Former Washington Post Executive Editor Ben Bradlee says despite the happy ending, the case created a little ``chill." He says he can't remember a time when he said about a hot story, ``If I run that, it will cost me a million and a half" in legal fees alone. But, he says, the financial consequences of a story can become part of the calculation, even if it is on an unconscious level.

As for the outcome, Bradlee says he felt ``tremendous relief that finally we'd been exonerated." He adds, ``In a primitive way, I felt my own integrity was at stake." (For the record, says Walsh, William Tavoulareas ``went to his grave believing that a jury of 12 ordinary people vindicated him.")

Three years earlier, in another libel case that unsettled the press, Starr also came down on the side of the media, articulating a four-factor test for determining whether a statement is fact or opinion, which is protected speech under the First Amendment.

Bertell Ollman, a Marxist professor of political science, sued columnists Rowland Evans and Robert Novak for $6 million. At issue was a column that quoted an unnamed ``liberal" professor stating that Ollman ``has no status within the profession, but is a pure and simple activist."

Was this a statement of fact or opinion? When the U.S. Court of Appeals decision written by Starr was announced, Floyd Abrams described it as ``a very major opinion" that provides ``one of the most sophisticated analyses on all parts of what is opinion, fact, hyperbole."

The Tavoulareas and Ollman decisions created a huge reservoir of goodwill toward Starr. Although he has never met Starr, Bradlee says with a laugh, ``until recently, he's been on an enormous pedestal in my house."

This high regard in media circles undoubtedly helped Starr as he tried to position himself as a strong candidate for the Supreme Court, a job his friends say he coveted.
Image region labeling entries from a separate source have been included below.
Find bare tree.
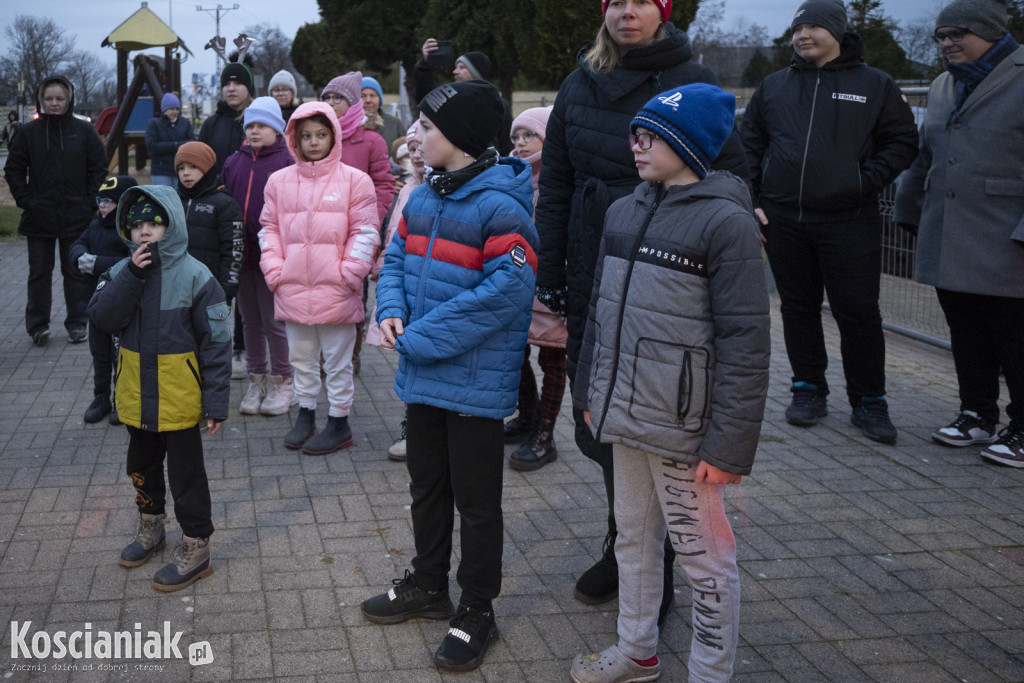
[0,14,75,102]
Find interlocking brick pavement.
[0,241,1024,683]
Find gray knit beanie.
[935,0,1007,43]
[790,0,847,43]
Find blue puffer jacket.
[377,158,538,419]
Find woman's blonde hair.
[584,22,668,74]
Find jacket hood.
[790,33,864,71]
[285,102,341,175]
[577,23,693,100]
[117,185,188,266]
[451,157,534,216]
[633,171,754,213]
[36,76,75,119]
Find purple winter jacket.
[220,136,295,270]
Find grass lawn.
[0,206,22,240]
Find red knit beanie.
[601,0,672,24]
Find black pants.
[935,288,1024,424]
[128,424,213,539]
[406,403,505,604]
[764,215,886,407]
[25,238,87,335]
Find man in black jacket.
[4,76,106,346]
[740,0,918,443]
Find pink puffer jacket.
[259,102,380,325]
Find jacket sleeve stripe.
[483,233,537,272]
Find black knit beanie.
[935,0,1007,43]
[420,81,505,158]
[790,0,847,43]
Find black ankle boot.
[302,416,352,456]
[285,408,316,451]
[573,530,618,605]
[509,418,558,472]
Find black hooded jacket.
[178,168,245,301]
[4,76,106,238]
[536,24,748,377]
[740,33,918,222]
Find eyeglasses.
[512,130,539,144]
[630,132,662,152]
[932,29,971,45]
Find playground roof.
[101,2,191,54]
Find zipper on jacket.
[797,70,821,222]
[588,184,667,441]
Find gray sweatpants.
[612,443,739,683]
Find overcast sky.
[0,0,945,88]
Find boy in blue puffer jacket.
[362,81,538,671]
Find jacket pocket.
[206,301,231,342]
[629,337,711,432]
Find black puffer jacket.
[145,114,196,175]
[536,28,748,377]
[198,99,246,178]
[4,76,106,238]
[740,33,918,222]
[178,169,245,301]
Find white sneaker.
[239,375,266,415]
[259,375,294,415]
[231,351,248,380]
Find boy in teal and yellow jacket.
[89,185,231,592]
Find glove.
[78,254,96,275]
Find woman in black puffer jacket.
[536,0,748,618]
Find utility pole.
[196,2,239,74]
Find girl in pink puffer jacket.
[259,102,380,456]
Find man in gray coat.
[896,0,1024,467]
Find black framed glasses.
[932,29,971,45]
[630,131,662,152]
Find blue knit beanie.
[630,83,736,178]
[160,92,181,112]
[359,76,384,106]
[245,96,285,135]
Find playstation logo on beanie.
[630,83,736,179]
[420,81,505,157]
[790,0,847,43]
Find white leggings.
[285,322,356,418]
[612,443,739,682]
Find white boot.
[259,375,294,415]
[239,375,266,415]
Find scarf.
[946,31,1019,112]
[338,99,362,140]
[427,147,498,197]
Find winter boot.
[285,408,316,451]
[153,533,213,593]
[572,528,618,605]
[509,417,558,472]
[82,391,111,425]
[259,375,295,415]
[239,375,266,415]
[302,416,352,456]
[119,512,167,568]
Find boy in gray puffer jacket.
[571,83,770,683]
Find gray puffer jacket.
[572,172,770,474]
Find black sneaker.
[981,422,1024,467]
[434,605,498,671]
[572,531,618,605]
[850,396,896,443]
[360,569,455,624]
[785,382,828,427]
[932,411,996,446]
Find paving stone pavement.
[0,236,1024,683]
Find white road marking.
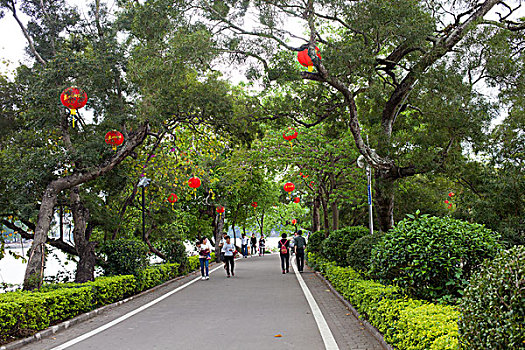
[51,264,223,350]
[292,259,339,350]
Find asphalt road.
[22,255,381,350]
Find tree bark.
[24,123,149,290]
[374,169,395,232]
[312,195,321,232]
[69,186,97,283]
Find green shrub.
[159,239,188,271]
[137,263,180,291]
[308,231,325,253]
[308,253,459,350]
[370,215,500,301]
[321,226,369,266]
[459,246,525,349]
[346,232,383,272]
[0,287,92,341]
[101,239,149,276]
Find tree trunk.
[319,190,330,237]
[24,183,60,290]
[312,195,321,232]
[330,200,339,230]
[374,169,395,232]
[24,123,149,290]
[69,186,97,283]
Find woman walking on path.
[197,237,212,280]
[259,236,266,256]
[221,236,235,278]
[277,233,290,274]
[241,233,249,258]
[250,233,257,255]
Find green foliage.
[137,263,180,291]
[308,231,325,253]
[371,215,500,301]
[321,226,369,266]
[346,231,383,273]
[101,238,149,275]
[0,287,93,342]
[159,239,188,269]
[308,253,459,350]
[459,246,525,349]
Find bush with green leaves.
[308,253,459,350]
[459,246,525,349]
[101,239,149,276]
[159,239,188,271]
[308,231,325,253]
[370,214,501,302]
[321,226,369,266]
[346,232,383,273]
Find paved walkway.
[26,254,382,350]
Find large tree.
[195,0,525,230]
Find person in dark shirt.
[277,233,290,274]
[250,233,257,255]
[294,230,306,272]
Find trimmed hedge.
[0,257,190,343]
[308,253,459,350]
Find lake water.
[0,237,298,284]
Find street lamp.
[137,177,151,237]
[357,154,375,235]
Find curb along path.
[20,255,382,350]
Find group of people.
[197,230,306,280]
[241,233,266,258]
[277,230,306,274]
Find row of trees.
[0,0,525,289]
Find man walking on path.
[241,233,248,258]
[294,230,306,272]
[221,236,235,278]
[197,237,212,280]
[277,233,290,274]
[250,233,257,255]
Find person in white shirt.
[197,237,212,280]
[242,233,250,258]
[221,236,236,278]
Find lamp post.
[357,154,374,235]
[137,177,151,237]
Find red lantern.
[284,182,295,192]
[168,193,179,204]
[297,46,321,72]
[105,130,124,151]
[60,86,87,127]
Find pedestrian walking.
[250,233,257,255]
[197,237,212,280]
[294,230,306,272]
[221,236,236,278]
[259,236,266,256]
[241,233,248,258]
[277,233,290,274]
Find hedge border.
[0,262,216,350]
[312,269,394,350]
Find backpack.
[279,240,288,254]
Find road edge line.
[50,265,222,350]
[292,259,339,350]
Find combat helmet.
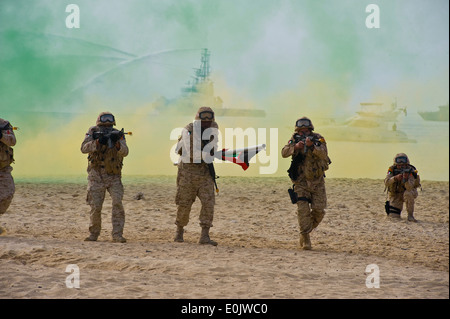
[394,153,409,165]
[295,116,314,131]
[195,106,215,122]
[96,112,116,126]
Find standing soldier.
[175,107,219,246]
[0,118,16,234]
[384,153,420,222]
[281,117,331,250]
[81,112,128,243]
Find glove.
[111,132,123,144]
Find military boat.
[417,103,449,122]
[154,49,266,117]
[321,101,417,143]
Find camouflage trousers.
[175,164,215,227]
[389,188,419,215]
[294,181,327,234]
[86,169,125,237]
[0,169,16,215]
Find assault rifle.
[92,128,133,148]
[394,166,417,182]
[287,134,320,181]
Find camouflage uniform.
[0,118,16,221]
[81,112,128,242]
[281,118,331,249]
[175,107,218,245]
[384,153,420,222]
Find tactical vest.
[299,134,331,181]
[0,142,14,169]
[388,164,421,193]
[88,145,123,175]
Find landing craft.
[417,103,449,122]
[321,101,417,143]
[155,49,266,117]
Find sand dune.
[0,177,449,299]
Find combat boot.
[113,235,127,243]
[199,227,217,246]
[174,226,184,243]
[300,234,311,250]
[84,234,98,241]
[408,213,417,223]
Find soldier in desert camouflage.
[81,112,128,243]
[175,107,218,246]
[0,118,16,234]
[281,117,331,250]
[384,153,420,222]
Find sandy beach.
[0,176,449,299]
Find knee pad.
[384,201,402,215]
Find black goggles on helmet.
[198,111,214,121]
[295,119,312,127]
[395,156,408,164]
[100,114,115,123]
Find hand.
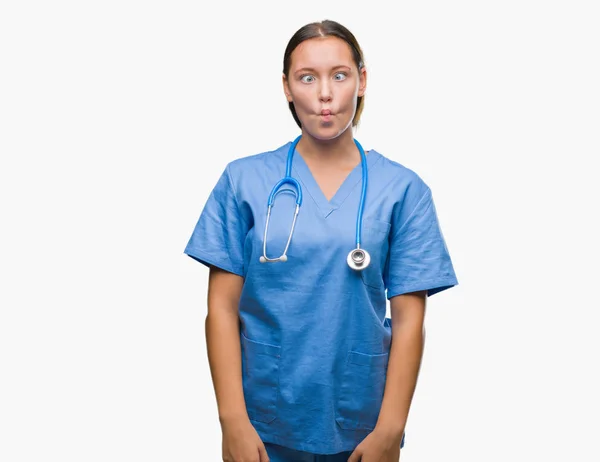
[348,427,402,462]
[221,417,269,462]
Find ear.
[358,66,367,96]
[281,74,292,103]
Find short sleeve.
[384,186,458,299]
[184,166,248,276]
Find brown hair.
[283,20,365,128]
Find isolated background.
[0,0,600,462]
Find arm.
[205,266,248,423]
[376,291,426,442]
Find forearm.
[377,300,425,438]
[205,308,247,422]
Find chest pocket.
[360,218,391,289]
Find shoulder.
[373,150,431,202]
[226,142,290,181]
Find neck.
[296,128,360,165]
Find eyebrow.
[294,64,352,75]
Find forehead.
[291,36,354,70]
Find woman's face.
[283,37,367,140]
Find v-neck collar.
[292,143,381,218]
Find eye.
[300,74,315,83]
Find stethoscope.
[260,135,371,270]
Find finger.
[258,443,269,462]
[348,448,362,462]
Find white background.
[0,0,600,462]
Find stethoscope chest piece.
[346,248,371,271]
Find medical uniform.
[184,143,458,454]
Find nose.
[319,83,332,102]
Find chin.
[306,124,351,141]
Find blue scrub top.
[184,139,458,454]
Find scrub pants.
[264,435,406,462]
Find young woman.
[185,21,457,462]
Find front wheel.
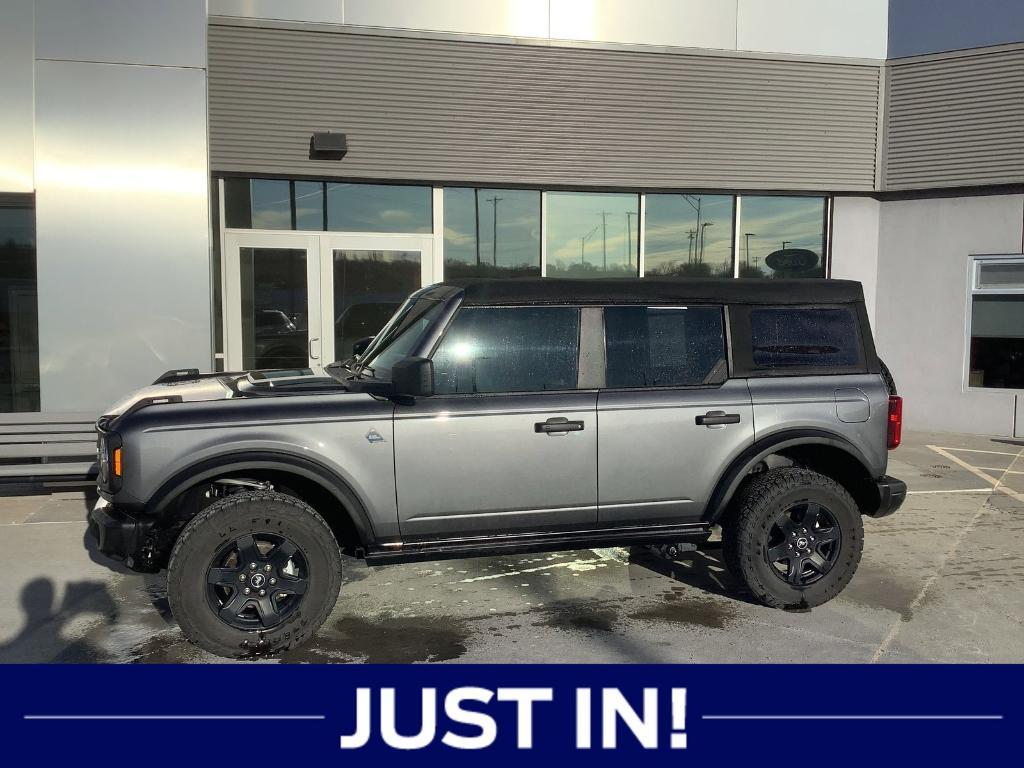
[167,492,341,656]
[722,467,864,608]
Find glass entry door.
[224,232,323,371]
[321,234,434,361]
[224,231,434,371]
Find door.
[224,232,323,371]
[321,234,435,362]
[223,230,435,371]
[394,306,597,541]
[597,306,754,525]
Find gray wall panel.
[885,49,1024,189]
[874,195,1024,435]
[209,24,879,190]
[36,61,211,415]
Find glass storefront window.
[327,182,433,233]
[968,294,1024,389]
[0,201,39,413]
[333,250,422,360]
[968,258,1024,389]
[737,196,826,278]
[547,193,640,278]
[643,195,733,278]
[444,187,541,278]
[295,181,324,231]
[249,178,292,229]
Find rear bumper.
[89,497,153,570]
[868,475,906,517]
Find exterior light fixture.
[309,133,348,160]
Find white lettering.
[498,688,554,750]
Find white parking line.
[928,445,1024,503]
[928,445,1020,456]
[906,488,995,496]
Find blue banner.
[0,663,1024,768]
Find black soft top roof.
[442,278,864,306]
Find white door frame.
[223,230,324,371]
[319,232,437,365]
[221,229,441,371]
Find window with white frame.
[968,256,1024,389]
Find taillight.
[886,394,903,451]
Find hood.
[105,369,347,417]
[105,379,234,416]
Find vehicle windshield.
[327,296,444,381]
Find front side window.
[751,306,861,369]
[968,259,1024,389]
[433,306,580,394]
[604,306,725,388]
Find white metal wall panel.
[345,0,549,37]
[36,61,211,414]
[0,0,34,193]
[36,0,206,68]
[736,0,889,59]
[208,0,345,24]
[885,47,1024,189]
[551,0,736,50]
[209,23,880,190]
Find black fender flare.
[146,451,376,547]
[702,429,871,523]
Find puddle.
[530,603,618,632]
[841,561,919,622]
[278,616,472,664]
[629,594,736,630]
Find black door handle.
[694,411,739,427]
[534,416,583,434]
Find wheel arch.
[146,451,376,549]
[703,429,879,523]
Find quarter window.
[751,306,861,368]
[433,307,580,394]
[604,306,725,388]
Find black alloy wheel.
[764,501,843,587]
[207,534,309,630]
[722,467,864,609]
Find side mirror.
[352,336,374,357]
[391,357,434,397]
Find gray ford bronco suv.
[90,279,906,656]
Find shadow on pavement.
[0,579,118,664]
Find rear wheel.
[167,492,341,656]
[722,467,864,608]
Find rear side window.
[604,306,725,388]
[751,306,861,369]
[433,306,580,394]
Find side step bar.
[366,522,711,565]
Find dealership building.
[0,0,1024,479]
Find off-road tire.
[722,467,864,608]
[167,492,341,657]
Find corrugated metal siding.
[885,50,1024,189]
[209,25,880,190]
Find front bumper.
[868,475,906,517]
[89,497,154,571]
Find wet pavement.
[0,433,1024,664]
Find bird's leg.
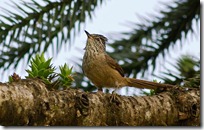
[110,82,119,102]
[98,87,103,92]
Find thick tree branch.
[0,79,200,126]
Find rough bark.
[0,79,200,126]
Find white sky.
[0,0,200,95]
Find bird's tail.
[125,78,174,89]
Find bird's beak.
[84,30,91,38]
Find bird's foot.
[110,91,118,102]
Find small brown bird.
[82,31,173,91]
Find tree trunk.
[0,79,200,126]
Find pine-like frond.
[0,0,102,69]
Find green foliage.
[26,53,55,84]
[76,0,200,90]
[8,76,13,83]
[155,55,200,87]
[0,0,102,70]
[24,53,74,89]
[109,0,200,77]
[58,63,74,88]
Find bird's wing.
[105,55,124,77]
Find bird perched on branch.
[82,31,173,91]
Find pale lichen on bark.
[0,79,200,126]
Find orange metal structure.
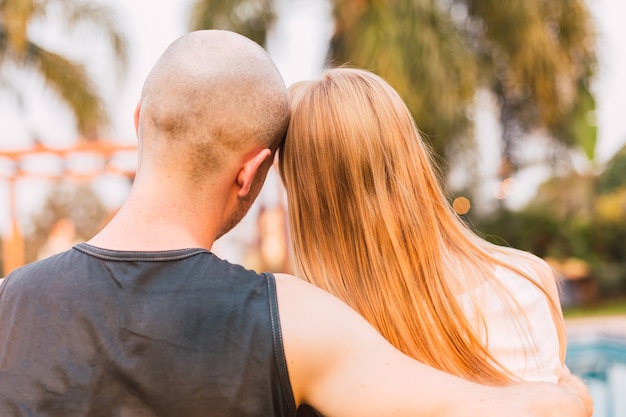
[0,140,137,277]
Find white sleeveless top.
[457,266,562,382]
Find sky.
[0,0,626,260]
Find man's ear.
[237,149,272,197]
[135,100,141,135]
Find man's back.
[0,244,295,416]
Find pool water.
[565,335,626,417]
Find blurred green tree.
[25,181,109,262]
[190,0,596,178]
[0,0,127,138]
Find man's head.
[135,30,289,236]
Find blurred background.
[0,0,626,416]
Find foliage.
[472,146,626,298]
[26,181,108,262]
[191,0,596,177]
[0,0,127,138]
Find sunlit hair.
[279,68,565,383]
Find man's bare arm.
[276,274,590,417]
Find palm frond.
[25,42,108,138]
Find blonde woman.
[279,68,566,392]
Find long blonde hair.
[279,68,565,383]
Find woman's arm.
[276,275,589,417]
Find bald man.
[0,31,590,417]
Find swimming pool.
[565,334,626,417]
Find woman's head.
[279,68,560,382]
[279,68,448,290]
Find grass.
[563,299,626,319]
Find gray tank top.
[0,244,295,417]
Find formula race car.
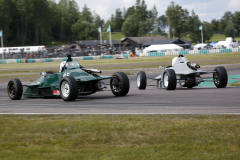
[137,55,228,90]
[7,55,130,101]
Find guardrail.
[0,48,240,64]
[139,48,240,57]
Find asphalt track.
[0,68,240,114]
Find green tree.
[157,15,167,34]
[71,20,98,40]
[219,11,232,32]
[0,0,13,43]
[187,10,201,42]
[202,22,213,42]
[232,11,240,37]
[211,19,220,32]
[166,2,189,38]
[114,8,123,32]
[122,15,136,37]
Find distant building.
[143,39,192,49]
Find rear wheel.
[163,69,177,90]
[110,72,130,96]
[213,66,228,88]
[59,76,78,101]
[137,71,147,89]
[7,78,23,100]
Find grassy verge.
[0,115,240,160]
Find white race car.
[137,55,228,90]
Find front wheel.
[59,76,78,101]
[110,72,130,96]
[137,71,147,89]
[213,66,228,88]
[7,78,23,100]
[163,69,177,90]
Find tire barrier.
[83,56,93,60]
[44,58,53,62]
[0,48,240,64]
[148,52,165,57]
[101,55,113,59]
[220,48,232,53]
[179,51,189,55]
[199,50,209,54]
[25,59,36,63]
[16,59,26,63]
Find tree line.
[0,0,240,46]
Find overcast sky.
[56,0,240,22]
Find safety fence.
[0,54,130,64]
[0,48,240,64]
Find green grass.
[0,53,240,70]
[0,115,240,160]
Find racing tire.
[163,69,177,90]
[213,66,228,88]
[110,72,130,96]
[7,78,23,100]
[59,76,78,101]
[137,71,147,89]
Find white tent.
[193,43,207,49]
[143,44,183,53]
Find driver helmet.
[59,61,66,72]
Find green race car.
[7,55,130,101]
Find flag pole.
[109,25,112,48]
[100,28,102,48]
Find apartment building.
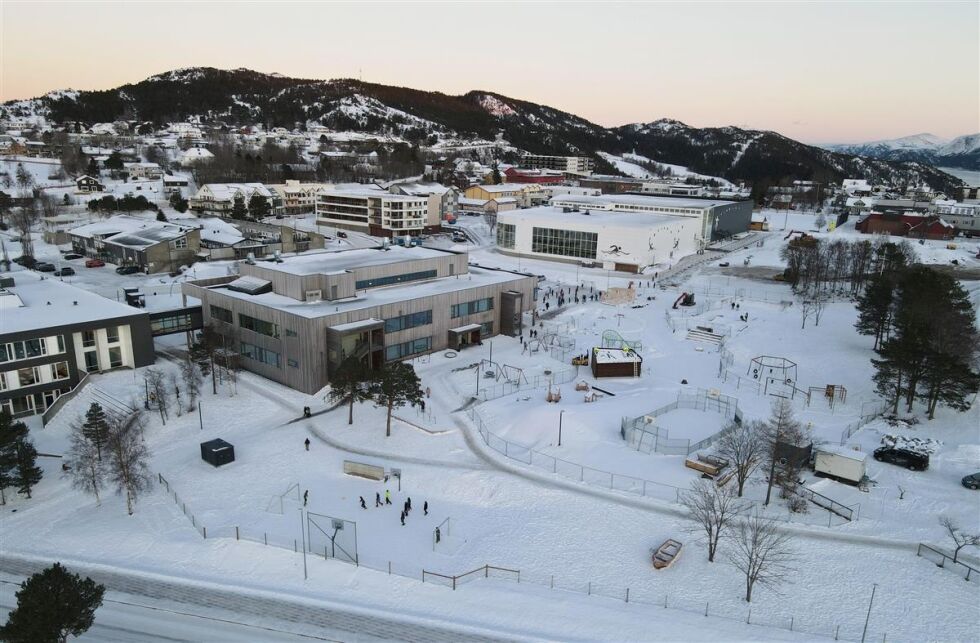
[521,154,595,174]
[181,246,537,394]
[0,271,154,417]
[316,187,429,237]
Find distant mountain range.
[824,134,980,170]
[0,67,961,194]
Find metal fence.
[619,389,742,455]
[915,543,980,581]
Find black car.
[14,255,37,268]
[874,447,929,471]
[960,472,980,489]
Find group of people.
[360,489,429,527]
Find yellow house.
[464,183,541,208]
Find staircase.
[687,328,725,345]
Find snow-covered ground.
[0,200,980,641]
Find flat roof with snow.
[497,205,690,230]
[0,270,147,335]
Starr's decisions also may have played a role in the great press he later received when he became President Bush's solicitor general, as the arbiter who reviewed Sen. Bob Packwood's diaries (see "Screening Packwood's Diaries") and when he was named independent counsel (``safe and nonpartisan," the New York Times opined).

But now, more than a decade after those decisions upholding the First Amendment, Starr is seriously undermining the rights of the news media, several media attorneys believe. As for the press? ``The fight has gone out of the tiger," Goodale says.

And when the media do not adequately defend their First Amendment rights, Dunham says, the biggest loser is not the press but the American people, ``because the First Amendment belongs to the public."